Le poète qui s'exprime sur ce site a donc eu le courage de la lâcheté, il a étudié l'industrie.

Les personnages du roman n'ont rien de romantique. Certes, comme les romantiques, ils reviennent au religieux, ils s'inquiètent d'un au-delà. Ils réalisent un changement non pas tant en faisant travailler l'esprit qui cherche mais plutôt en s'abandonnant au langage des émotions et en créant un dialogue de l'âme pour l'âme, en suivant un cheminement initiatique dans une quête spirituelle. Comme les romantiques, il y a refus de la règle, de la loi. Mais ces personnages sont ancrés dans le présent. Il cherche à dépasser la réalité pour réaliser le partage de leur espoir c'est à dire vivre ensemble leurs raisons de vivre et de mourir. Leur entreprise est à la portée de tout un chacun. Seuls, ils n'avancent pas, en groupe tout devient possible. Il n'y a pas un seul héros qui a la dimension d'un être d'exception. Pierre, le poète, n'a rien d'un être exceptionnel qui démontre aux autres les marques d'une quelconque supériorité. Au contraire, son cheminement est plein de doute et souvent c'est le hasard d'un accident, d'une rencontre, de l'écriture d'un poème qui va bouleverser sa quête. Les héros ne sont plus des êtres incompris, des prophètes incompris mais capables à eux seuls de changer l'ordre des choses. Non, c'est le groupe qui avance ensemble protégé par des chevaliers qui vont combattre comme n'importe quelle troupe d'élite. Ils seront simplement préparés à combattre avec la présence à côté d'eux des pouvoirs des mondes supérieur et double exercés par les quatre initiés. Ce sont des guerriers égyptiens, celtes, gaulois préparés à rencontrer les pouvoirs particuliers des pharaons, des grands prêtres, des druides, des prophètes.

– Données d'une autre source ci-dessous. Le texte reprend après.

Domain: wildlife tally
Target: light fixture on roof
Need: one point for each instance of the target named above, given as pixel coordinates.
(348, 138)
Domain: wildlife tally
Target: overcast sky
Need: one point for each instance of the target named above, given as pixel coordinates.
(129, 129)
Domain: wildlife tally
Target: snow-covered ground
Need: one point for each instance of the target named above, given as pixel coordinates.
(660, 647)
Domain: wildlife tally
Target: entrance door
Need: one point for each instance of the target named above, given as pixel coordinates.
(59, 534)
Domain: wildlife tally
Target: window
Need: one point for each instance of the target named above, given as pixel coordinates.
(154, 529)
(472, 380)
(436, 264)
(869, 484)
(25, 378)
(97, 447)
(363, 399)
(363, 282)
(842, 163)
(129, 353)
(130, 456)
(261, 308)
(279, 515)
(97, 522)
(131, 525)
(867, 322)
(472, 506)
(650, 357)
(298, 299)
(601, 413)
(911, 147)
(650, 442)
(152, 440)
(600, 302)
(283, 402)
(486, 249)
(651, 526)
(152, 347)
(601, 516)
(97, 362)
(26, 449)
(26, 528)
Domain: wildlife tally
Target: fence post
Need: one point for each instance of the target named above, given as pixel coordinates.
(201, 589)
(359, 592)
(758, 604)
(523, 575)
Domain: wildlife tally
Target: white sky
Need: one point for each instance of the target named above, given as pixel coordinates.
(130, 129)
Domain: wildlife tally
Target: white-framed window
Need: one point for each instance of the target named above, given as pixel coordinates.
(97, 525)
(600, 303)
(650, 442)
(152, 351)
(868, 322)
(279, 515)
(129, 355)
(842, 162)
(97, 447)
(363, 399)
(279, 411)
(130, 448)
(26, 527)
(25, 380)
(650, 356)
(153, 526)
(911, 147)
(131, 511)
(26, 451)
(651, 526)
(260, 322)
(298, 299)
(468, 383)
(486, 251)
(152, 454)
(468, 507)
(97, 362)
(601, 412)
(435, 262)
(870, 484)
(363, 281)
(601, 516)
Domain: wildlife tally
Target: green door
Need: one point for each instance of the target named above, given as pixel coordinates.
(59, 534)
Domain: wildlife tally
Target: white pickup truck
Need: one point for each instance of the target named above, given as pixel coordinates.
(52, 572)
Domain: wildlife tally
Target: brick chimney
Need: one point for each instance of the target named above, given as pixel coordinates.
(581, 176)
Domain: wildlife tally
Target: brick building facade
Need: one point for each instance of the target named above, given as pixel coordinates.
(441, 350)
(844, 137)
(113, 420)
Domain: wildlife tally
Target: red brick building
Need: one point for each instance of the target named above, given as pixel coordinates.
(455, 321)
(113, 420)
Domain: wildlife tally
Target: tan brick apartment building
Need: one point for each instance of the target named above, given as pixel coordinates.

Ces pouvoirs proviennent du travail sur la première source de savoir. Aucun miracle ou choix spécial par Dieu n'est nécessaire. Le poète, même s'il utilise la voie directe de la création poétique pour faire vivre son dialogue de l'âme pour l'âme, montre les autres cheminements possibles. Tout être humain durant sa vie terrestre a la possibilité de créer ce dialogue, de développer son savoir à cette première source individuelle et intime à partir des premiers contrats sociaux qu'il va nouer dans sa production du sacré. Nous sommes bien plus loin que le romantisme. Le poète non seulement vit parmi ses frères mais il leur montre maintenant les voies qui mènent à la première source de savoir de manière à pouvoir construire un savoir global avec la deuxième source de savoir, savoir global qui permettra la traduction des mystères de la vie sur le troisième niveau de travail humain : le mariage des cultures pour développer une civilisation dans laquelle l'être humain est au cœur avec toute sa dignité, ses moyens de minimiser la violence et d'assurer la maximisation de la cohésion sociale. Le travail du poète n'a plus rien de formidable. Victor Hugo dans les Misérables ( 1 600 pages soit trois fois plus que le roman "D'Éleusis à Dendérah, l'évolution interdite " ) écrivait :

" Il faut que le poète épris d'ombre et d'azur

Esprit doux et splendide, au rayonnement pur

Qui marche devant tous, éclairant ceux qui doutent

Chanteur mystérieux qu'en tressaillant écoutent

Les femmes, les songeurs, les sages, les amants

Devienne formidable à de certains moments. "

 

Malraux l'écrivait : " nous ne savons pas encore ressusciter les corps mais voilà le temps où nous savons à nouveau ressusciter les rêves ". Pierre, le poète du groupe, lorsqu'il racontera sa première décorporation à douze ans quand il écrit un poème dont la maîtrise lui échappe, parlera d'une force supérieure qui emportera son esprit hors de son corps. Victor Hugo dans les Misérables lancera le slogan du romantisme : " la géométrie trompe, l'ouragan seul est vrai ". L'ouragan est à la source, c'est lui qui déchire la terre pour permettre à la source de couler mais la géométrie ensuite peut servir à autre chose qu'à tromper l'esprit. Aujourd'hui, nous avons retrouver le chemin d'Éleusis et celui de Dendérah. Dans la double maison de vie enfouie sous les sables, Pierre et Laurie auront besoin de connaître quelques peu les Lois divines et les mathématiques célestes pour combiner les forces du monde supérieur avec celles du monde double, réaliser une nouvelle alliance pour placer l'épée sous la garde du sacré et libérer des systèmes de pouvoir, l'espoir des êtres humains.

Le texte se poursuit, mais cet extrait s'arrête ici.